With the standoff between Eichel and the Sabres showing no sign of resolving, a trade seemed to be the inevitable outcome. All summer there was debate about where he was going to land. It even came up during a Twitter Q&A with former Sabre and current Vegas Golden Knights goaltender Robin Lehner, who when asked where he thought Eichel was “going,” responded, “Hopefully to surgery to get his neck fixed.” The Buffalo front office had lofty opinions about what they needed to be paid in order to part with the player they rested so much of their hopes on, however, and no team in the league was willing to meet their sticker price for a damaged star with an uncertain future. The longer Eichel’s surgery was delayed the more out of practice he got, the lower his trade value was driven, the less likely it was any team would deal for him. No trade took place, and Eichel reported to Sabres training camp last month.
On 23 September, Eichel failed his training camp physical and was promptly stripped of his captaincy. The justification provided was that they needed a captain who could serve in the position and being on long-term injured reserve (LTIR) made Eichel unsuitable for the job. This is not an expected standard by far. Several times over the last decade or so there have been teams whose captains were on LTIR for significant stretches of time. At this very moment the Montréal Canadiens are poised to begin their season with their captain, Shea Weber, indefinitely placed on LTIR with little likelihood of return. It’s difficult to see the Sabres taking the captaincy from Eichel as anything but the organization punishing him for refusing to be forced under the knife for a surgery he does not want, when there is an alternative sitting right there.
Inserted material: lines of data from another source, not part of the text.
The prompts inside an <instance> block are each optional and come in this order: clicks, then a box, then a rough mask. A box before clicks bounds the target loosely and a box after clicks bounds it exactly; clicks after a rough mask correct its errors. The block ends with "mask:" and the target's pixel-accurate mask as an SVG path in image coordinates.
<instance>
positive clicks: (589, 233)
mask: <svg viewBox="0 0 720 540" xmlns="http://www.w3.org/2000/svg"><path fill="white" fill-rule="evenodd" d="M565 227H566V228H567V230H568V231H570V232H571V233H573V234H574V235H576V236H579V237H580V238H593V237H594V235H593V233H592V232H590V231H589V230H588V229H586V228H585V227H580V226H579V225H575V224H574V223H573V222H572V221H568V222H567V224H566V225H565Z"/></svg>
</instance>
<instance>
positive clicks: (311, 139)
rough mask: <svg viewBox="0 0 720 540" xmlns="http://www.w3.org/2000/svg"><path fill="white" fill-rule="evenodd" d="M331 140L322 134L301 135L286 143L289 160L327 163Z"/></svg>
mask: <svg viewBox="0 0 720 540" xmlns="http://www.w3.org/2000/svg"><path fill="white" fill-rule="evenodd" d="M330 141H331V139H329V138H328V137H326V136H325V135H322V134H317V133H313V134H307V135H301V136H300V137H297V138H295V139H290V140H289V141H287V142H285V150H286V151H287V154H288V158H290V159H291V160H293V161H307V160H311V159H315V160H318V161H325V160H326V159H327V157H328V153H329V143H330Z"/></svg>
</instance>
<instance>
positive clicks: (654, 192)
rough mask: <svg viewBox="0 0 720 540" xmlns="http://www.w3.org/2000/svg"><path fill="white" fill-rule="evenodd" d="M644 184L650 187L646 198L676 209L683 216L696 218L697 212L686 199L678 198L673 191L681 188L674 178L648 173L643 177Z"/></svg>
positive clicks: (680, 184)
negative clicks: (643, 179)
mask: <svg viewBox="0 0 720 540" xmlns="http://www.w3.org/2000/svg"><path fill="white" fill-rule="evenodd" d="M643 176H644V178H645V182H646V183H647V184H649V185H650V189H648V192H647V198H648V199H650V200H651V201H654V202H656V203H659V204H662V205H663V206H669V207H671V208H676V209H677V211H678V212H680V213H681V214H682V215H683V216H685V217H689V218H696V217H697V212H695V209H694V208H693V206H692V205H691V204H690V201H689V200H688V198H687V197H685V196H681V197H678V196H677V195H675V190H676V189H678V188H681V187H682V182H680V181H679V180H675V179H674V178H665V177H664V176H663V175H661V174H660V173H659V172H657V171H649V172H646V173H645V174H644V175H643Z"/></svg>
Eichel is twenty-four years old. Putting aside the rest of his career, the rest of this young man’s life is ahead of him. Forcing him to live with an incredibly painful, debilitating injury because he doesn’t want pieces of his spine permanently fused is a reprehensible response from the Sabres. He is a person who is entitled to autonomous rights over his body and what is done to it. In the words of aforementioned former teammate Robin Lehner, the first major NHL voice to speak out strongly in defense of Eichel, in a Tweet that was liked by Eichel, “we know we can get injured. But sure as hell hoped our employers wanted what’s best for us and not just think about the sport. We are humans too and wanna live a healthy life.”
There is no legitimate, ethically defensible reason why this decision should belong to anyone but the doctors that Jack Eichel has selected to consult and, ultimately, to Eichel himself. It is after all, in the most literal sense possible, his neck on the line.